Tuesday, October 8, 2024

A higher amount of small condo unit under 600 square feet are being used as investment properties in Toronto and Vancouver. A new report from Statistics Canada looked at investment behaviour across five provinces in 2022 and found 800-square-foot-plus family-friendly units were less desired.

In Toronto, nearly two-thirds of the 600-square-foot units constructed after 2016 were investment properties compared to larger units. These smaller condo apartments in new builds have been increasing, from 7.7 per cent built in the 1990s to 38.4 per cent of those built after 2016.

Smaller units are also a favourite among investors in Vancouver, but to a lesser degree. An estimated 58.4 per cent of new condo apartments under 600 square were investment properties in 2022, compared with 38.9 per cent of those that are 800 square feet and over.

These investor preferences may be influencing the type of condos that get built, as developers use pre-construction sales to secure financing for their projects. Investors look to buy pre-construction units to either rent out or sell at a higher price once the building is complete.

The perception that investors prefer shrinking units due to the higher rent per square foot of living area might be causing a ripple effect. In Toronto, the average living area of condo apartments built in the 1990s was 947 square feet, compared with 640 square feet for those built after 2016. In Vancouver, size also declined over the same period, from 912 square feet to 790.

There is a higher share of tenant-occupied condos. In Ontario, a few cities are well above the provincial average of 43.5 per cent. This is particularly the case in London, where 85.5 per cent of condo buildings are operating like rental properties, followed by Windsor and Kitchener-Cambridge-Waterloo.

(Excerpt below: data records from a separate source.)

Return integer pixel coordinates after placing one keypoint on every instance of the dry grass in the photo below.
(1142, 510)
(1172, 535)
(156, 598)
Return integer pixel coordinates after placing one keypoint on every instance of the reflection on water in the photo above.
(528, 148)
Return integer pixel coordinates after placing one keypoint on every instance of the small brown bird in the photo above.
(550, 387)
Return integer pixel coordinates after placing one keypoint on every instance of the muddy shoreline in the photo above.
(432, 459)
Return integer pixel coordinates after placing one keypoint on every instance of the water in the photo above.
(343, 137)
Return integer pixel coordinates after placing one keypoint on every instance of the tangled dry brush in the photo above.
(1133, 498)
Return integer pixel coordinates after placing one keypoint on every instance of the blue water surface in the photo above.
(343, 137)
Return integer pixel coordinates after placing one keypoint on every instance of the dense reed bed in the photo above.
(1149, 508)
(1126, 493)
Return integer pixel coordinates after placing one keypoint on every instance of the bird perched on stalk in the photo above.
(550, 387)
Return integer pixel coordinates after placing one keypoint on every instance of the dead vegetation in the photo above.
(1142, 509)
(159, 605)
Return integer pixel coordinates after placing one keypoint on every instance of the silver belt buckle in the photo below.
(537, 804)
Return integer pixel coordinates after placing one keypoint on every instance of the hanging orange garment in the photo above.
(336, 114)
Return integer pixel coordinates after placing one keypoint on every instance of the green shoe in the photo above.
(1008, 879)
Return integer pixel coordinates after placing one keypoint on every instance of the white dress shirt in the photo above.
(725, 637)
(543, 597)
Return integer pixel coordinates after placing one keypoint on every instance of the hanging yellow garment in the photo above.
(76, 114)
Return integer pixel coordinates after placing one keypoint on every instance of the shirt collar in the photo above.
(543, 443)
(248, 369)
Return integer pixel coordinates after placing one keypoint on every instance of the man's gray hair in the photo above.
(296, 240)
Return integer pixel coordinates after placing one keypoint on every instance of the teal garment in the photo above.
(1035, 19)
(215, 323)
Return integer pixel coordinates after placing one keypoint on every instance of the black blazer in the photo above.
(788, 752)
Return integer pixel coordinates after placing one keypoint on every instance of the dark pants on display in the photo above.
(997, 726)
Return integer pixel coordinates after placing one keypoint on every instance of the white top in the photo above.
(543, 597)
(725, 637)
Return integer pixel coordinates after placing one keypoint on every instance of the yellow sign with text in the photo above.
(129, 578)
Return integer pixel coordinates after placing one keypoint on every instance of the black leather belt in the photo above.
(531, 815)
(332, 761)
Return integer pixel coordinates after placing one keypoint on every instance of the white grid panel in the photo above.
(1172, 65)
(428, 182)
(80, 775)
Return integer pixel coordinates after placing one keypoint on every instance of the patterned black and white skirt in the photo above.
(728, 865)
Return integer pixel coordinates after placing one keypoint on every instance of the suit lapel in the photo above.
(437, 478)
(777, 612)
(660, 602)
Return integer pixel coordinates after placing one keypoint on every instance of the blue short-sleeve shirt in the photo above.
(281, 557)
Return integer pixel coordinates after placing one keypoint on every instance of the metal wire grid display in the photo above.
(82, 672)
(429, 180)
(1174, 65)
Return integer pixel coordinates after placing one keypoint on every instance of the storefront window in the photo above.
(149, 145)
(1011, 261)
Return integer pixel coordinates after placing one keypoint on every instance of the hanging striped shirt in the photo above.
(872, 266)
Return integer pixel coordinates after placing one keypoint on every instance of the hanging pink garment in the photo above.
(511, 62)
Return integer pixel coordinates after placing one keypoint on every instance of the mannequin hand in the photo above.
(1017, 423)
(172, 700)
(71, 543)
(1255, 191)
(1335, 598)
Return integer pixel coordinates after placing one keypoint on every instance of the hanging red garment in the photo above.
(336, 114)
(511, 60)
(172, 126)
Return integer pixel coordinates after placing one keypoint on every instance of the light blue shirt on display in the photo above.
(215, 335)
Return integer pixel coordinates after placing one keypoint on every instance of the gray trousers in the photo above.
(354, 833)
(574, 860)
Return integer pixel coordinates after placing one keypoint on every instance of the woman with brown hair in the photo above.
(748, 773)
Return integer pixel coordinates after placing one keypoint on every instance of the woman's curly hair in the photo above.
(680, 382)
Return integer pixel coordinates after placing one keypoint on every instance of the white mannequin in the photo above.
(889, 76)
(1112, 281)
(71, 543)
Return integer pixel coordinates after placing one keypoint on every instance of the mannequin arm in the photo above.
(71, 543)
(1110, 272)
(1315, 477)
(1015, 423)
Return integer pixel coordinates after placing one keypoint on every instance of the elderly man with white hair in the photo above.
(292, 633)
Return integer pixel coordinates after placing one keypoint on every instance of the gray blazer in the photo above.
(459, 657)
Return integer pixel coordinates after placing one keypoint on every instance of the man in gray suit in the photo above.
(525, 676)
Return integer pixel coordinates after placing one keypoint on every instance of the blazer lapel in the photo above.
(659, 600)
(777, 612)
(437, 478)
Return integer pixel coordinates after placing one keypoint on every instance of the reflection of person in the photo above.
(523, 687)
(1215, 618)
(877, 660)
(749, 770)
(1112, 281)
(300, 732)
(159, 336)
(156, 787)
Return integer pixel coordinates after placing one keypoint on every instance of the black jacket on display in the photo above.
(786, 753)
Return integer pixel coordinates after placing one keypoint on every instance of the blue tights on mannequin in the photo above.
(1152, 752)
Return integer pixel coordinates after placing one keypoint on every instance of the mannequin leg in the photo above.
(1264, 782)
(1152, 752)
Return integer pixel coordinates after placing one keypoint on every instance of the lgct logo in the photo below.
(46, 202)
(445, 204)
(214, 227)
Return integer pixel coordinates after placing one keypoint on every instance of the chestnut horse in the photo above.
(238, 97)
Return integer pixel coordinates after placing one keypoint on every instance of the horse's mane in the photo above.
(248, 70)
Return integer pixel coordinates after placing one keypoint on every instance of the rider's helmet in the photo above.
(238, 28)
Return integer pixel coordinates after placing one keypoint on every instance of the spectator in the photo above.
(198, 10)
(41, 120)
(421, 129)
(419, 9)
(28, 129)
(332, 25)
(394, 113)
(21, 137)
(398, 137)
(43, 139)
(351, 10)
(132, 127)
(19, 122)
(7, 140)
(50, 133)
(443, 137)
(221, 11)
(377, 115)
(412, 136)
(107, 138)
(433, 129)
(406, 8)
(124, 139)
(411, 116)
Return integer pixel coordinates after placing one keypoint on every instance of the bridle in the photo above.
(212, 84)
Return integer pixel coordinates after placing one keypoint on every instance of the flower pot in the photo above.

One motivating factor is that some large condo buildings are owned by a single business entity with the purpose of renting. “This phenomenon emerged in part because of tax incentives that used to prevail in some Ontario cities, whereby buildings split into distinct condominium apartments could face lower municipal tax rates than rental buildings,” the report states. “As a result, developers of large apartment buildings would sometimes classify them differently for tax purposes, rather than treat them as a single rental property.”

Yet when excluding buildings owned by a single investor the share of condos used as investment properties would drop to a level closer to the provincial average in most cities in Ontario. This isn’t the case in Toronto where investment properties in condos (about 4 in 10) remained stable.